Pairs of black holes form in two ways. In the first case, two massive stars are born close together, live their lives side by side, and eventually turn into black holes that continue to orbit each other. In the second case, black holes initially exist alone and only later randomly form a pair in dense star clusters.
The mass and spin of each black hole depend on how it formed. Therefore, the two scenarios leave slightly different signatures in the signal detected by the LIGO, Virgo, and KAGRA observatories. For a long time, however, it was not possible to distinguish these differences among hundreds of recorded events.
Two paths to one conclusion
The first study was prepared by a group led by Katelyn Plunkett of the Massachusetts Institute of Technology. The researchers built a model based on two well-measured spin parameters that show how closely a black hole’s rotation is aligned with its orbital motion.
The second study was led by Sharan Banagiri of Monash University in Australia.

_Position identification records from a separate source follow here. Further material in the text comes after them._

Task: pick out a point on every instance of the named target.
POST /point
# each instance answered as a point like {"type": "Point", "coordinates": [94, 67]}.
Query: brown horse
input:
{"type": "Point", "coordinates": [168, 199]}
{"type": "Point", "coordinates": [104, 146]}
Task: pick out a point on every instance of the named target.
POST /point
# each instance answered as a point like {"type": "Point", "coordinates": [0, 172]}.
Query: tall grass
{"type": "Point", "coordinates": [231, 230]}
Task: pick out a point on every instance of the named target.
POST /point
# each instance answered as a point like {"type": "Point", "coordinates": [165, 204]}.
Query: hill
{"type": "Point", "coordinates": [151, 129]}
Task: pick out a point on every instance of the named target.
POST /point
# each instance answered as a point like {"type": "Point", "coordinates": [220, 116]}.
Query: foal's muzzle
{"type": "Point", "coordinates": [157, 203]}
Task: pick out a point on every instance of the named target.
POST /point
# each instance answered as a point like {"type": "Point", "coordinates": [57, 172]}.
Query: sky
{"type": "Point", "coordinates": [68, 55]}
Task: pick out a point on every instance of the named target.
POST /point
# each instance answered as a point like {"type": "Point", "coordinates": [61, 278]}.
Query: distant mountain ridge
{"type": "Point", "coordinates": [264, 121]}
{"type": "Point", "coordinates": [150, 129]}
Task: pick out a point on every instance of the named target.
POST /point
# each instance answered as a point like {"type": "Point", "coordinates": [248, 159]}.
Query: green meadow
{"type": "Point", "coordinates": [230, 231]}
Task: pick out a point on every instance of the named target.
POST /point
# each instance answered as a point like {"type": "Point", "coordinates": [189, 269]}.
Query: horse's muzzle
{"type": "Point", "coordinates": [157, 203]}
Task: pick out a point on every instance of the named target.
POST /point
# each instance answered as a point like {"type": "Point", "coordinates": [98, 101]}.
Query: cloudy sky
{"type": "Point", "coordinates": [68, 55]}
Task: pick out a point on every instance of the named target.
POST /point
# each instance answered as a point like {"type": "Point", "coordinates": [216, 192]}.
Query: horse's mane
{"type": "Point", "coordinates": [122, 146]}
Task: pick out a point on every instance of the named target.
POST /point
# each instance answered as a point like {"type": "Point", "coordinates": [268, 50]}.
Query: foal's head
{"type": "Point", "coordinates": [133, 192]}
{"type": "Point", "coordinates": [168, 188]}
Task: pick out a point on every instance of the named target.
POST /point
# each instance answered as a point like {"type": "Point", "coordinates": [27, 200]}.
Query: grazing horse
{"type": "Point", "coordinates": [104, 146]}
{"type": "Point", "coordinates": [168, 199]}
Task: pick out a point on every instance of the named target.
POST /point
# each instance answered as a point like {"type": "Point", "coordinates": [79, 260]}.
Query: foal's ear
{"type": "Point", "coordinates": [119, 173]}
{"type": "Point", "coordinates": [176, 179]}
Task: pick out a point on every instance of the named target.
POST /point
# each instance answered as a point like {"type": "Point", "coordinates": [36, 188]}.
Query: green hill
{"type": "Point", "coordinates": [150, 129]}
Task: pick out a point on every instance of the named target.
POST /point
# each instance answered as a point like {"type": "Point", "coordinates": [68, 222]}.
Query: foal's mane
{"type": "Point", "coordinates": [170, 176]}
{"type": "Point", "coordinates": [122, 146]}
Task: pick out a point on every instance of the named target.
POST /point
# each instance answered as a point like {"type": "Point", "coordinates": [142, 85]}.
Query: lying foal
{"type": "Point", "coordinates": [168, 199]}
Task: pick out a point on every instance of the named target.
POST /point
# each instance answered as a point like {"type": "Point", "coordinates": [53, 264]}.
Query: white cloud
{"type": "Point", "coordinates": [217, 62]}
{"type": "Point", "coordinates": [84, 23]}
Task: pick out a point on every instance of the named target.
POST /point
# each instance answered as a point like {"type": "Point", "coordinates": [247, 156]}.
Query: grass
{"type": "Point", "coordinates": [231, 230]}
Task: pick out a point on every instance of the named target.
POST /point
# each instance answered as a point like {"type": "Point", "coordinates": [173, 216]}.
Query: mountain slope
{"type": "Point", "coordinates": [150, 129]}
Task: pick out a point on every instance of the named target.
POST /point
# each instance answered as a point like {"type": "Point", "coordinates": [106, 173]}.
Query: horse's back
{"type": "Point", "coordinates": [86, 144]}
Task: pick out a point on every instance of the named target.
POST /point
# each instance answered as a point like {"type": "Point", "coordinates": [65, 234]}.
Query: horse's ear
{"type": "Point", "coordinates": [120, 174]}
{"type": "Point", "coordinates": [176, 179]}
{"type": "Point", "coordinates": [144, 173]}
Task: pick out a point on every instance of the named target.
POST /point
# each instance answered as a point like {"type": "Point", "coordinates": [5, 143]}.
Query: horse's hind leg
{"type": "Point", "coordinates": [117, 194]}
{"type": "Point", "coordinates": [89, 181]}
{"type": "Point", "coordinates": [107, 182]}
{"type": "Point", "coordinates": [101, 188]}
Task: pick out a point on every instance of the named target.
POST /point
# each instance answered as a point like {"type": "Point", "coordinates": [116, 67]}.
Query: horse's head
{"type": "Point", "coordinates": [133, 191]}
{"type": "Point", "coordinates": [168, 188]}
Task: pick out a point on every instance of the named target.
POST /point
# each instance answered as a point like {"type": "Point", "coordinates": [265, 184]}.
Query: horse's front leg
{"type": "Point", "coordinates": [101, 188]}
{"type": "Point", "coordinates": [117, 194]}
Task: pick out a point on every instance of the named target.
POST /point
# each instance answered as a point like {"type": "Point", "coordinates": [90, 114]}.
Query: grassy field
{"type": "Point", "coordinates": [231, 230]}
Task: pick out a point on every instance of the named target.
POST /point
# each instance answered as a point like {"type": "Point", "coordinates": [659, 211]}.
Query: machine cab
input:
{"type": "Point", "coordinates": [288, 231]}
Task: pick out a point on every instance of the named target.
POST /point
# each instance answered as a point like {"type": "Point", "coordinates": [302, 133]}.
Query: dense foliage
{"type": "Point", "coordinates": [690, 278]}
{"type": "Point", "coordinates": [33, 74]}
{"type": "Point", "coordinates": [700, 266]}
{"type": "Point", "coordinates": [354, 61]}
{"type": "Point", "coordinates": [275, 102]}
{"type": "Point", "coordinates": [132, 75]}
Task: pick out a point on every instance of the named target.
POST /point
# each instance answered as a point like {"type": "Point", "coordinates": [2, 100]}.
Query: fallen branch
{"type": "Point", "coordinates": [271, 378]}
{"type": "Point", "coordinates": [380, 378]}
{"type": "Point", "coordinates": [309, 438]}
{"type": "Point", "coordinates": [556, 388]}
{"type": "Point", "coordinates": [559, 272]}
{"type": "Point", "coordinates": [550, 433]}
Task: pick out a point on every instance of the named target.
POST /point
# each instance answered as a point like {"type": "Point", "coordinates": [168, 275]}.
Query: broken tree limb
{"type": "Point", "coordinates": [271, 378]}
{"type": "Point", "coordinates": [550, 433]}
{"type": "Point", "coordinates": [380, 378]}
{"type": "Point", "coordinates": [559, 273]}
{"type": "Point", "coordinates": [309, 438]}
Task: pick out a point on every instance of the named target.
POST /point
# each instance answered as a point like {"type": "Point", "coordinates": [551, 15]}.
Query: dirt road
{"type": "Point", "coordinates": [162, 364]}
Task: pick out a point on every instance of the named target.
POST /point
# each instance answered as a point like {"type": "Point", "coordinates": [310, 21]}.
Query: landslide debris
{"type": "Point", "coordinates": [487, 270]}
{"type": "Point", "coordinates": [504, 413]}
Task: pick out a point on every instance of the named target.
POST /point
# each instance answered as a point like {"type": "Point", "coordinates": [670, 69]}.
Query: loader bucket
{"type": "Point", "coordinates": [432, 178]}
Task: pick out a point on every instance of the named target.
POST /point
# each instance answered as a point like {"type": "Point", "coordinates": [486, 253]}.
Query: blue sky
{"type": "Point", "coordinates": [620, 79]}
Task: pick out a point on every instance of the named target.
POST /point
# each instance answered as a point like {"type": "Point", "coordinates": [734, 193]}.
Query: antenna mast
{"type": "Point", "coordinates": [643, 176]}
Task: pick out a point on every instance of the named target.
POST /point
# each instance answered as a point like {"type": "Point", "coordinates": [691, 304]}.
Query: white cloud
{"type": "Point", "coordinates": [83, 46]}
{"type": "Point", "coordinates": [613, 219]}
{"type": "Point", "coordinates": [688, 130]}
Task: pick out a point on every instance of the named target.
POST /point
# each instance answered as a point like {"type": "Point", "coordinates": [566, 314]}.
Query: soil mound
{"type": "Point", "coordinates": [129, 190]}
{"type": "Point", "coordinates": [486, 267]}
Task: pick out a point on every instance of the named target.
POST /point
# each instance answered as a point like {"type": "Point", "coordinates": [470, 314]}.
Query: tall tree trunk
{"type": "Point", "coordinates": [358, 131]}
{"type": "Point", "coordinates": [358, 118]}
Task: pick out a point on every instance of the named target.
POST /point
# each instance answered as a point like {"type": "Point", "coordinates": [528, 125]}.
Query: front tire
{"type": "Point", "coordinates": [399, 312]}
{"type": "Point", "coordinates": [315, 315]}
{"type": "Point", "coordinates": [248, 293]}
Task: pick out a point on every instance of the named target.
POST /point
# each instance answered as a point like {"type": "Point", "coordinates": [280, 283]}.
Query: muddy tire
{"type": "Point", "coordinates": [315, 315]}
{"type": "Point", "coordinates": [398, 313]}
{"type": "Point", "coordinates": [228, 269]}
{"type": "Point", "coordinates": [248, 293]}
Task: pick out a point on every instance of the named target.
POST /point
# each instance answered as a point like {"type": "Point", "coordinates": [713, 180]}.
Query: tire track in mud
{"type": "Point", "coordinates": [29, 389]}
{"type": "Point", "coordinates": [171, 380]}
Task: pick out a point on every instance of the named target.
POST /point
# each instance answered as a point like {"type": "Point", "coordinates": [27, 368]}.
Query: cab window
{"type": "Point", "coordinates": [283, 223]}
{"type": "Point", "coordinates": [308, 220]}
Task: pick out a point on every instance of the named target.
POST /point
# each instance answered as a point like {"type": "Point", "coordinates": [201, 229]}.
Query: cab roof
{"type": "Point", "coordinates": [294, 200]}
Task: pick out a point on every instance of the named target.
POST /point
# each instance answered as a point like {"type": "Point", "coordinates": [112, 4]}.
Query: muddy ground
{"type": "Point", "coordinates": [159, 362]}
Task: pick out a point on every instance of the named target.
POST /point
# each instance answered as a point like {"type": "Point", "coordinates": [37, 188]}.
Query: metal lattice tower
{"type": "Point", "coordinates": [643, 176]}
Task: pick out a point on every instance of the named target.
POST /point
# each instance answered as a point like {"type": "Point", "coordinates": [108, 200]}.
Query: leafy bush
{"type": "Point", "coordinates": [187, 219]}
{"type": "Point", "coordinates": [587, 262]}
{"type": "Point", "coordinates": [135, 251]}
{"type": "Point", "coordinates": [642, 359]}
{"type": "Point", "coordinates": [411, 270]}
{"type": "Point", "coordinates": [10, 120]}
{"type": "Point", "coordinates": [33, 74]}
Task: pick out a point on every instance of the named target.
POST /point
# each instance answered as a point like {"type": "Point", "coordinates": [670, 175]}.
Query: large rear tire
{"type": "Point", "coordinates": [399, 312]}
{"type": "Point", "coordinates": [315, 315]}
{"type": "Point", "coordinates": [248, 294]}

His team made no prior assumptions and instead allowed statistical analysis to determine on its own how many groups the black holes should be divided into. Both papers were published in the peer-reviewed journal Physical Review Letters, according to Phys.org.
A supermassive population
Despite their different starting points, both teams identified a group of black holes distinguished by unusually large mass. Each such object is at least 40 times more massive than the Sun.
According to Katelyn Plunkett’s conclusions, these giants have fast and chaotically oriented spins. This configuration is characteristic of black holes that formed as a result of earlier mergers, rather than through the collapse of stars.
Sharan Banagiri and his colleagues arrived at a similar threshold value and also detected high spins. However, their analysis did not find a clear sign of origin from earlier collisions, so the authors urge caution in interpretation.
The second generation
Stellar collapse does not create a black hole in the range of roughly 60 to 130 solar masses because of the effect of pair instability, so the supermassive group with chaotic spins points to another path for the formation of such objects.
Together, these results are among the strongest evidence to date for the existence of second-generation black holes. This is what scientists call objects that did not arise from the collapse of a massive star, but from the merger of two predecessors.
This also suggests a possible path for the formation of the supermassive black holes at the centers of galaxies. A chain of repeated mergers could gradually increase their mass step by step.